Der Aktionsverkaufspreis von 5,39 €/kg liegt unseres Erachtens in diesem Fall unter dem Einkaufspreis.
Dieser setzt sich unter anderem aus dem garantierten Fairtrade Mindestpreis für die Kaffeebauern, der
Seefracht, den Röst- und Verpackungskosten, den Kosten entstehend durch den Röstverlust, sowie der
deutschen Kaffeesteuer – diese allein beträgt schon 2,19 €/kg – zusammen.
Die Überwachung durch ein strenges, unabhängiges Fairtrade-Kontrollsystem stellt sicher, dass der
betreffende Discounter den Rohkaffee zu den geltenden Fairtrade Mindestpreisen eingekauft hat. Leider ist das hierfür maßgebliche “Gesetz gegen Wettbewerbsbeschränkungen” (GWB) zu schwach und
ermöglicht Discountern, nicht extern nachprüfbare Bezugsvergünstigungen, wie zum Beispiel
Werbekostenzuschüsse des Lieferanten in Europa, von den Einkaufspreisen abzuziehen, was das GWB
erlaubt. Im konkreten Fall könnte dies bedeuten, dass der Importeur/Zwischenhändler bei seinem Verkauf von Bio- und Fairtrade-Kaffee an den Discounter diese Vergünstigungen gewährt, die den Preis künstlich unter die Herstellungskosten drückt.
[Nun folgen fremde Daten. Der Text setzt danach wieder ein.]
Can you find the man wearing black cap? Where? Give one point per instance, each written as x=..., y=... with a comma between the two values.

Dadurch könnte der Discounter seine große Marktmacht ausspielen. Dies führt vermutlich dazu, dass Kunden von bisherigen Fair-Trade-Anbietern zu den extrem billigen Fairtrade-Angeboten des Discounters wechseln. Das ist zwar alles legal, aber unseres Erachtens für die Konsumenten undurchschaubar – so bleiben diese im Unklaren und freuen sich sogar vielmehr über den superbilligen Angebotspreis.
Auch wenn eine solche Vorgehensweise derzeit legal ist, verzerren sie nicht nur den Wettbewerb, sondern
schaden auch dem gesamten Image und der visionären Fair Trade-Idee. Eine „Geiz-ist-geil“-Mentalität für
Fair-Trade-Produkte passt nicht zu den Ansprüchen bewusster Konsumenten.